As with the last two Harvest Dinners during the COVID-19 pandemic, guests received this year’s dinner in to-go boxes instead sitting down together at the usual dinner venue, GLIDE’s Freedom Hall on Ellis Street. Behind the scenes, this year’s dinner came together in a very different way from any previous dinner, which have always been prepared on site by GLIDE: this time, the Harvest Dinner was catered by Farming Hope.

 

“The Harvest Dinner is a really big help, especially considering how things are right now. And the GLIDE community is very kind… you feel like you are part of the family.” 
Ana Rosa
GLIDE

 

Theresa Calderon, GLIDE Family Resource Center manager and dinner organizer, explained, “This partnership helped us to accommodate all the families interested in the dinner and to extend our reach in the community. We’re excited to continue growing our connection with Farming Hope.” At the same time, the collaboration gave Farming Hope a new opportunity to pursue its mission of training apprentices, feeding people experiencing food insecurity and rescuing food from landfill.

“It’s really all about creating and then sustaining community,” said Ram Olivares, general manager at the Refettorio, Farming Hope’s professional kitchen facility on Fell Street. At the Refettorio, Farming Hope cooks more than 1000 meals each week for community organizations that feed families in need. In addition, they host a three-course dinner there every Wednesday for more than 50 neighbors served by Compass Family Services. Whenever possible, Farming Hope uses “recovered” produce: imperfect but healthy food that might otherwise be thrown out by farmers and suppliers.

Much of the food preparation and cooking is done by the paid apprentices in Farming Hope’s 12-week training program. The program recruits people who have a hard time finding jobs—whether because of homelessness, past incarceration, recent immigration or some other obstacle—and teaches them professional cooking techniques, kitchen practices and the life skills it takes to hold any job. Past apprentices have included GLIDE clients.

Vianney Trujillo, program manager at Farming Hope, said, “The first six weeks are really focused on getting here on time, checking your schedule, clocking in and clocking out, taking your breaks, communicating with a manager if you’re going to be late.” As the program progresses, apprentices learn job search skills, such as how to do a job interview. Most graduates of the program find jobs with restaurants or other food service employers, but some are working in fields as diverse as landscaping and social services.
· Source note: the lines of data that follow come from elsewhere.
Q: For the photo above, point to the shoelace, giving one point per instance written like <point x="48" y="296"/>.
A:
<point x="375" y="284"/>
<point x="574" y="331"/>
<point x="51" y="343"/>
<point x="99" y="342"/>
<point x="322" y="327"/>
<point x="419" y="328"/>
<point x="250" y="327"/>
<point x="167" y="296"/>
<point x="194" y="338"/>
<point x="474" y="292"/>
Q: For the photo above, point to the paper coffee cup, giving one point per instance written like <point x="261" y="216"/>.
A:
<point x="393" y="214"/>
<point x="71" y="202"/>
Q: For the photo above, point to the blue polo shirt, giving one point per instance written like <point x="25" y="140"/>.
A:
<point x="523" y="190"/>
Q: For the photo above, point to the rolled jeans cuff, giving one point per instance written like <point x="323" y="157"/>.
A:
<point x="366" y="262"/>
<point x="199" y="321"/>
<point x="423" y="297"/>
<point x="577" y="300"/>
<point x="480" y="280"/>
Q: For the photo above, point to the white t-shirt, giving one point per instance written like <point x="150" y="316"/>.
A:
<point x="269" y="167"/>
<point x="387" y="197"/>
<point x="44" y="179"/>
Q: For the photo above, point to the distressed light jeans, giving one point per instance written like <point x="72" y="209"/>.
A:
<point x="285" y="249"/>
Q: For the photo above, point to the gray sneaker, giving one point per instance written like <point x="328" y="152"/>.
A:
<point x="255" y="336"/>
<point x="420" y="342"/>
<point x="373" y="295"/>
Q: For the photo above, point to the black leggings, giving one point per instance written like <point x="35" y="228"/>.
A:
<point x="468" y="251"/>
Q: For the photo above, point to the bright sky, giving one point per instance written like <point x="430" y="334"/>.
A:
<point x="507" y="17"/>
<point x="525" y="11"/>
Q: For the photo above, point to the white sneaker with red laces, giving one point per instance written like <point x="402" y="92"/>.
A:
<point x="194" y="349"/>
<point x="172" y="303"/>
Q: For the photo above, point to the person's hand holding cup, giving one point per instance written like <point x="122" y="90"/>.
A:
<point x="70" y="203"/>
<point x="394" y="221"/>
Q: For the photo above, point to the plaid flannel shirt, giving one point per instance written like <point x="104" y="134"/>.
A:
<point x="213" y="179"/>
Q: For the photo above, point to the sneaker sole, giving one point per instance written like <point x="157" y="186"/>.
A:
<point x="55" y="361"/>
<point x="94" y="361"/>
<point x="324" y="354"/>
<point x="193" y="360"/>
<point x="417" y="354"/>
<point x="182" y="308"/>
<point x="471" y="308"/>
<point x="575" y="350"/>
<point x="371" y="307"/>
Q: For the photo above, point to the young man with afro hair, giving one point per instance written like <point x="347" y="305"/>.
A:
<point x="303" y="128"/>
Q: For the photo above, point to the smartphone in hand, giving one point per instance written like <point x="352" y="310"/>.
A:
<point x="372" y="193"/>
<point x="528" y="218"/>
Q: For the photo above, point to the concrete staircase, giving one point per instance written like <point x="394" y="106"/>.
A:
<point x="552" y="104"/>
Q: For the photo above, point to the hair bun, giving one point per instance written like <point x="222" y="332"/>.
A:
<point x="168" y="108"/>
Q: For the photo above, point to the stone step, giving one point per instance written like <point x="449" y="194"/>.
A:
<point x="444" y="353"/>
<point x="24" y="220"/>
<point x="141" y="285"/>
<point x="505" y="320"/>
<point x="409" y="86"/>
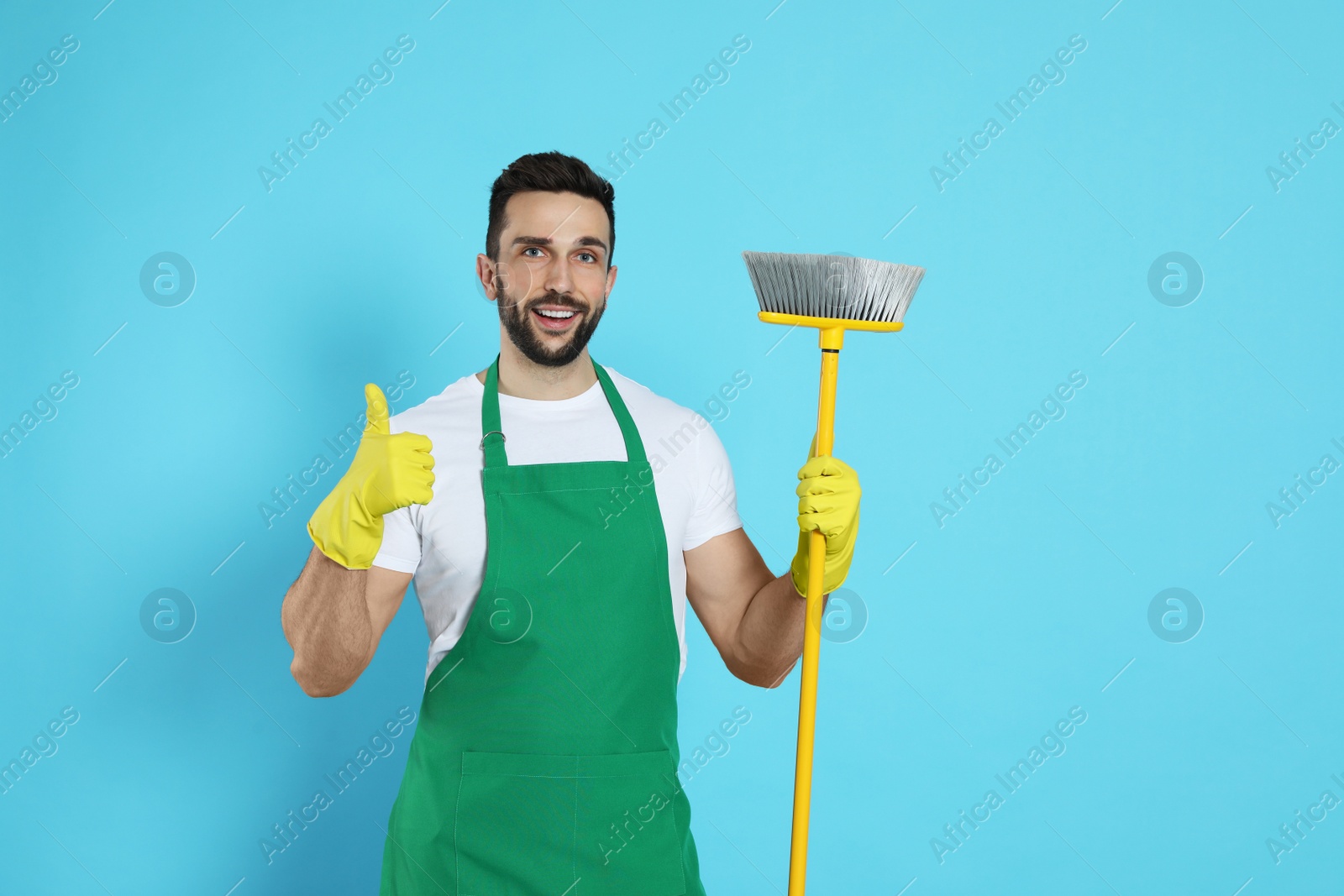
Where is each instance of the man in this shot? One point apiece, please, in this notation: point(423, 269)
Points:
point(553, 553)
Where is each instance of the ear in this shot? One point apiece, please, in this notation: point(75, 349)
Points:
point(486, 271)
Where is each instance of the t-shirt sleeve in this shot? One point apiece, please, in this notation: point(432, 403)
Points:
point(717, 499)
point(401, 548)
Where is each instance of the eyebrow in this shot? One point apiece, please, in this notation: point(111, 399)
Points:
point(548, 241)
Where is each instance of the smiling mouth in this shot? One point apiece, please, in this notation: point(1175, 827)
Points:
point(555, 318)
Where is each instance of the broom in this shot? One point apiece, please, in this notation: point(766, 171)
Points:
point(832, 293)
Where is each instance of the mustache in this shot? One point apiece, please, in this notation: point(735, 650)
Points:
point(562, 301)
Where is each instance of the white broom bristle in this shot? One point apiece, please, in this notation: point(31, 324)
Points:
point(837, 286)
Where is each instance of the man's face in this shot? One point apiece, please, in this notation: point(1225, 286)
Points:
point(551, 280)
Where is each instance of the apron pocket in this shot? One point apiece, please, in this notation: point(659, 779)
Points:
point(515, 825)
point(627, 832)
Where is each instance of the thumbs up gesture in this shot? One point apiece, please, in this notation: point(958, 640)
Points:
point(389, 472)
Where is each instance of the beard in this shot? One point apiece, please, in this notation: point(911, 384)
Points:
point(517, 318)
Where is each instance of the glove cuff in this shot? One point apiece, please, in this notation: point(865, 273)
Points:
point(343, 530)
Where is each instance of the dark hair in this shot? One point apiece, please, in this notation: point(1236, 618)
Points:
point(548, 172)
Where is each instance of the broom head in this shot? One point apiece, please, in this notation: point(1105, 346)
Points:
point(832, 291)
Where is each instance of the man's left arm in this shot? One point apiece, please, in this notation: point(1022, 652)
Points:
point(753, 617)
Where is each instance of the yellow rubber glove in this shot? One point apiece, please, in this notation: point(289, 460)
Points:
point(828, 500)
point(389, 472)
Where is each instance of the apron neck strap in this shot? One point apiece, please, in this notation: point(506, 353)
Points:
point(494, 438)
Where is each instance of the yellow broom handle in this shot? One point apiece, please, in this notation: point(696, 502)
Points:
point(812, 633)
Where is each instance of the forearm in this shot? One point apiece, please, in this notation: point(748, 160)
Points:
point(769, 638)
point(326, 621)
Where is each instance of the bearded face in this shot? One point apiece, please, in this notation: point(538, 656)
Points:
point(550, 329)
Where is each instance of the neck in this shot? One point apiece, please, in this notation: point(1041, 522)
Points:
point(523, 378)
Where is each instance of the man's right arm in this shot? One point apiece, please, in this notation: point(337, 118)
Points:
point(333, 620)
point(340, 605)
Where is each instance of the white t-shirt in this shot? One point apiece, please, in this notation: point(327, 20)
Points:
point(444, 542)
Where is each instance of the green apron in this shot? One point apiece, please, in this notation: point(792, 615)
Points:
point(544, 762)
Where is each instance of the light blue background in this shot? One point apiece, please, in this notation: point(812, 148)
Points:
point(988, 631)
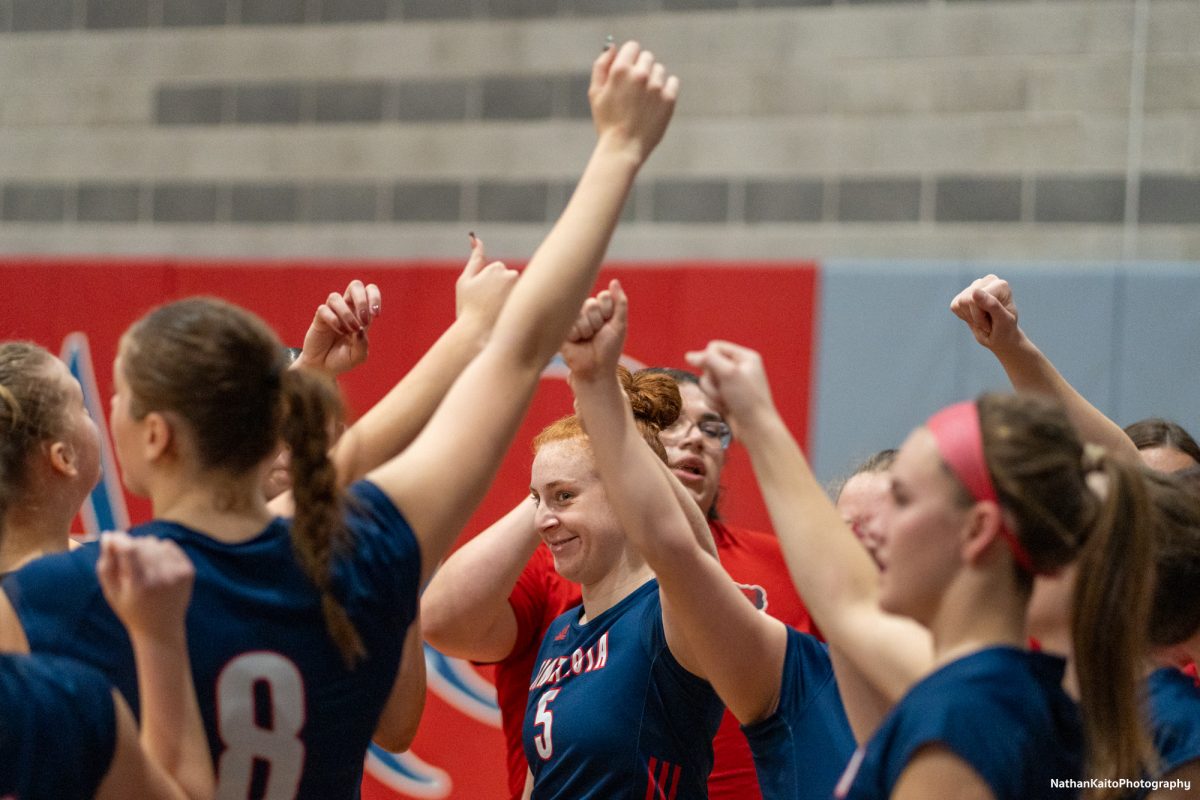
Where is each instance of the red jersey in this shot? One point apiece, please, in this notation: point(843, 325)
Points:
point(538, 599)
point(755, 563)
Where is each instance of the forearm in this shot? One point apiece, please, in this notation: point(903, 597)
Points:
point(547, 298)
point(465, 609)
point(172, 729)
point(829, 567)
point(1030, 371)
point(391, 423)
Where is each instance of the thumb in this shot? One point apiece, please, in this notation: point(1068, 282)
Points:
point(621, 301)
point(478, 258)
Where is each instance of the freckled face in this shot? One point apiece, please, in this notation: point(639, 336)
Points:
point(79, 429)
point(574, 517)
point(918, 554)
One of Farming Hope’s recent graduates, Mabel, returned to the Refettorio to help Ram prepare GLIDE’s Harvest Dinner. “It feels like coming into my own home when I come back to work here,” she said. “I get excited when they call me when they need extra hands…. I’m very proud of all the things that I’ve learned here.”


"It feels like coming into my own home when I come back to work here."
Mabel
Farming Hope

The Harvest Dinner served on November 15 reflected the love, hopefulness and inclusiveness that went into its preparation—and GLIDE’s guests appreciated it. As Ana Rosa got ready to carry her family’s dinner home, she said, “Because I’ve needed help and I’ve had the blessing of GLIDE’s help, I try to help others when I can… I wish happiness, health and love for everyone.”